Plusieurs dossiers judiciaires

En plus de ce dossier judiciaire, Rachida Dati fait aussi l'objet d'une enquête visant l'éventuelle non-déclaration de bijoux de luxe à la Haute autorité pour la transparence de la vie publique (HATVP).

Aussi, Rachida Dati est visée par un signalement, après des publications de L'Obs et de Complément d'enquête (France 2) d'après lesquelles elle aurait perçu 299.000 euros d'"honoraires" non déclarés de GDF Suez en 2010-2011 quand elle était eurodéputée et avocate.

De son côté, l'actuelle ministre de la Culture conteste toute irrégularité.

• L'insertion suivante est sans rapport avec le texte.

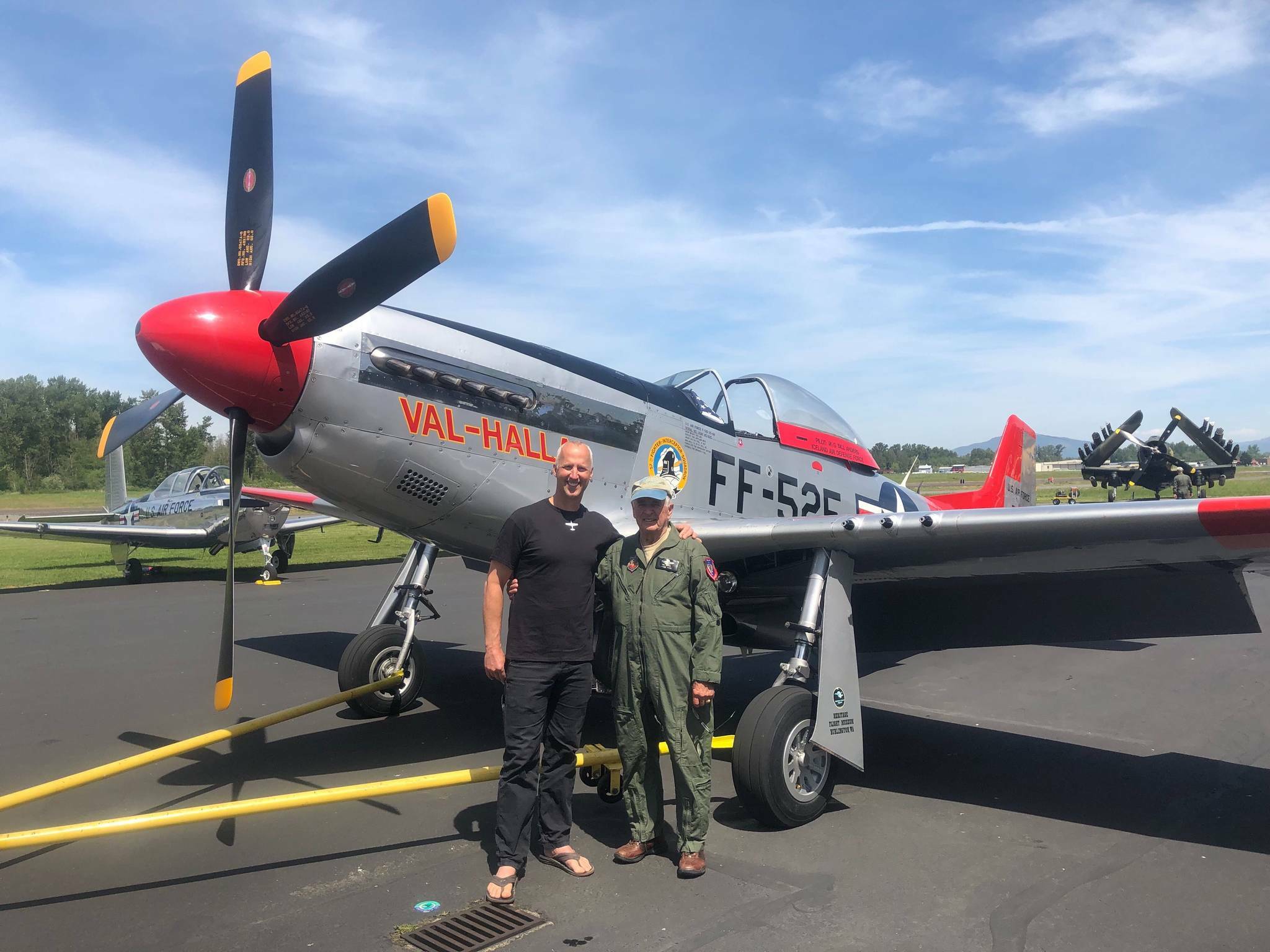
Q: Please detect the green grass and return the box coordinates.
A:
[0,522,411,589]
[0,486,149,514]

Autre sujet abordé par Anne Hidalgo ce mercredi: le casse du Louvre, intervenu le 19 octobre 2025. Alors que Rachida Dati l'avait visée directement, pointant à plusieurs reprises le manque de "déploiement de la vidéoprotection sur l’espace public" - avant que la municipalité parisienne ne dénonce des "fausses déclarations" - l'édile a répondu:

"Cela montre bien la nature du personnage, cette capacité à ne jamais prendre ses responsabilités, à toujours essayer de porter dans le débat public quelque chose de sale, quelque chose qui attaque ses adversaires, qui considère que les fautes relèvent des autres et jamais d'elle-même."

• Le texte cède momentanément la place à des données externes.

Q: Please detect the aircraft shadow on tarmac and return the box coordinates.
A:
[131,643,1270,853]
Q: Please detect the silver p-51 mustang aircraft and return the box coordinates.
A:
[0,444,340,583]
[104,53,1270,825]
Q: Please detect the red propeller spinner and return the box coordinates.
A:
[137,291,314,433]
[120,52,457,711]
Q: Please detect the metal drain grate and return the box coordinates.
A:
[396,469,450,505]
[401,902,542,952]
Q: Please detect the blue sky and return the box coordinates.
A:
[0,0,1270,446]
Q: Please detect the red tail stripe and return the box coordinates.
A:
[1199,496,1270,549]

Enfin, Anne Hidalgo s'est prononcée sur Emmanuel Grégoire, son ancien premier adjoint, candidat socialiste pour la mairie de Paris après avoir triomphé lors d'une primaire interne du sénateur Rémi Féraud, qu'elle soutenait. "Je choisirai et je voterai pour le candidat de la gauche", a seulement affirmé l'élue parisienne, appelant à une "union". Et d'ajouter: "[Il peut s'agir d'] Emmanuel Grégoire. C'est aux candidats et aux militants d'en décider."